The first thing that struck me as I opened my battered copy, was the lovely dedication to Milne’s father at the start of the book:
Like all really nice people, you have a weakness for detective stories, and feel that there are not enough of them. So after all that you have done for me, the least I can do for you is to write one. Here it is: with more gratitude and affection than I can well put down here.
It reminded me of something I read about John Buchan’s Thirty-Nine Steps, where he said that there weren’t enough of a certain kind of adventure stories so he wrote one! And then I felt sad, as in my copy, a re-print it had a further note alluding to the fact that Milne’s father died before he was able to read it. It seems as if Milne enjoyed writing for people very much which makes me feel that his stories are quite special.

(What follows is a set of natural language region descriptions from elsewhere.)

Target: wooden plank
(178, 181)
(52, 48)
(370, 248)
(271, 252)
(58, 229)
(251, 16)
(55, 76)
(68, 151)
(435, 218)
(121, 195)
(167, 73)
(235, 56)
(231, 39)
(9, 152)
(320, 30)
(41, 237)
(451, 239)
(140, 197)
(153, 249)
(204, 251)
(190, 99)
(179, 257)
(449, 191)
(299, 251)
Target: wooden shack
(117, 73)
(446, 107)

The story itself is a typical mystery with an English country house setting. The Red House, belongs to Mark Ablett, and it is the scene for the dramatic murder of his brother Robert, who is something of a black sheep and has just arrived from Australia to visit Mark. Robert is found dead in a locked room on the day that Tony Gillingham decides to visit his friend Bill who also lives at the house. Tony and Bill decide to investigate.
I really enjoyed reading The Red House Mystery. Tony and Bill make the perfect Holmes-Watson partnership unravelling the many clues, and it was great to just read something a bit fun. I enjoyed Milne’s writing and found that I could see echos of Pooh Bear about Bill. At times Tony is a little arch in his manner but that’s part of what makes the dialogue between the two characters so entertaining. Tony, an amateur detective with a photographic memory ponders;
“Of course it’s very hampering being a detective, when you don’t know anything about detecting, and when nobody knows that you’re doing detecting, and you can’t have people up to cross-examine them, and you neither have the energy or the means to make proper inquiries; and in short, when you’re doing the whole thing in a thoroughly amateur, haphazard way.”
It’s an entertaining journey trying to figure out has happened, and it’s possible to guess at least half of the situation from the clues while being kept in the dark enough to be surprised. What really makes it a joy to read though is Milne’s unique voice.
The Red House Mystery is the perfect book to snuggle up with on a cold night with a cup of mulled wine or hot tea.
Oh and you can read most of it for free on Google reader (although I think there are some missed pages), or get a taster to see if you want to buy a copy.
Have you read anything else by A.A.Milne?